The “Fremantle” they threatened him with was, of course, the insane asylum. The Old Men’s Depôt had not long been moved from it’s uncomfortably public location at the foot of Mt Eliza to a less confronting locale conveniently situated in Claremont. William was only 54 years old at the time. He lived the rest of his life in the Claremont Retreat, later known as Sunset Hospital, where he died, totally forgotten, in June 1915. He was buried in an unmarked grave in the cemetery at Karrakatta.

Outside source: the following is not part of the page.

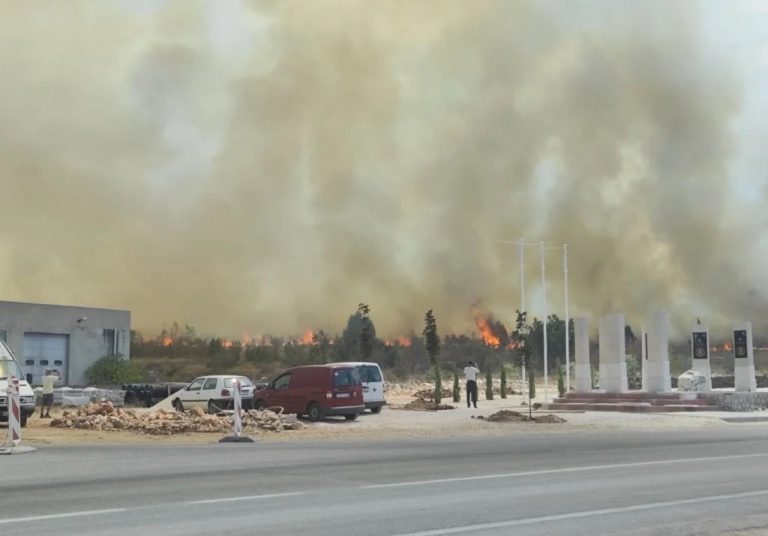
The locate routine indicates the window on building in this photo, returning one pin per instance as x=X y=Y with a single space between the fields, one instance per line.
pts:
x=110 y=341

He had outlived all his immediate family.
The Dysons had famously owned property in the Subiaco-Claremont area. In 1858 James purchased a wetland lake from George Shenton, senior. Apart from being one of the most influential merchants and financiers in the Colony, Shenton was also the chairman of the Perth Town Trust, yet despite that, seemed to hold Dyson in some high regard. Many years later, Dyson was compelled to sell the lake back to Shenton’s son, George, junior. The area around the lake was a significant camping ground for the Noongar inhabitants near Perth. Their name for the wetland area was Julabup, but from the time of Dyson’s possession of a British title deed, it became known as Dyson’s Swamp.
There are no records of Dyson’s interactions with the aboriginal custodians of his property, so I remain cautiously hopeful relations were good. Julabup is now formally returned to its original label as Lake Julabup after a long stretch when it was known as Shenton Lake. But it will always be Dyson’s Swamp to me.
Dyson had been expanding from his original business as a timber cutter, to being a building contractor, market gardener, baker, butcher, brick-maker and general dealer. Not that he personally did any of these things—that was what convicts and family members were for. Dyson’s swamp was a key asset. The Perth city herd of cattle was marshalled just outside the north of the city. In theory the abbatoirs were supposed to be on the eastern edge of town, by the Claise Brook—In practice, butchers plied their trade wherever they had their premises. Dyson’s Perth city dwelling and butchery was on the corner of William and King Streets. This was the first Dyson’s Corner. Dyson’s swamp was a convenient watering area for the herd near the town, as such, it was quite a lucrative piece of real estate. No doubt it was also a useful source of timber that he could legally exploit. His eldest son might well have been carting timber on the bullock cart when James Dyson’s world fell apart.
George Dyson might not have had the formal education of his younger brother, but he was described as sharp, active and industrious when aged nearly sixteen. It is not hard to imagine that he was his father’s pride and joy. Two months after his death, his desolate father was drinking himself into insensibility. It was a uniquely nineteenth century traffic accident. The bullocks pulling the cart had swerved suddenly and crushed the young lad between the wheels of the cart and a tree. He died a short time later. The accident certainly took place on the path to Dyson’s Swamp.
The grave site of George Dyson is lost. If George had lived, the fortunes of the Dyson clan might have been very different. But George was gone. His place as James’s heir was inherited, somewhat awkwardly, by James Dyson’s second son. This is where Joseph Dyson the Elder’s story really begins.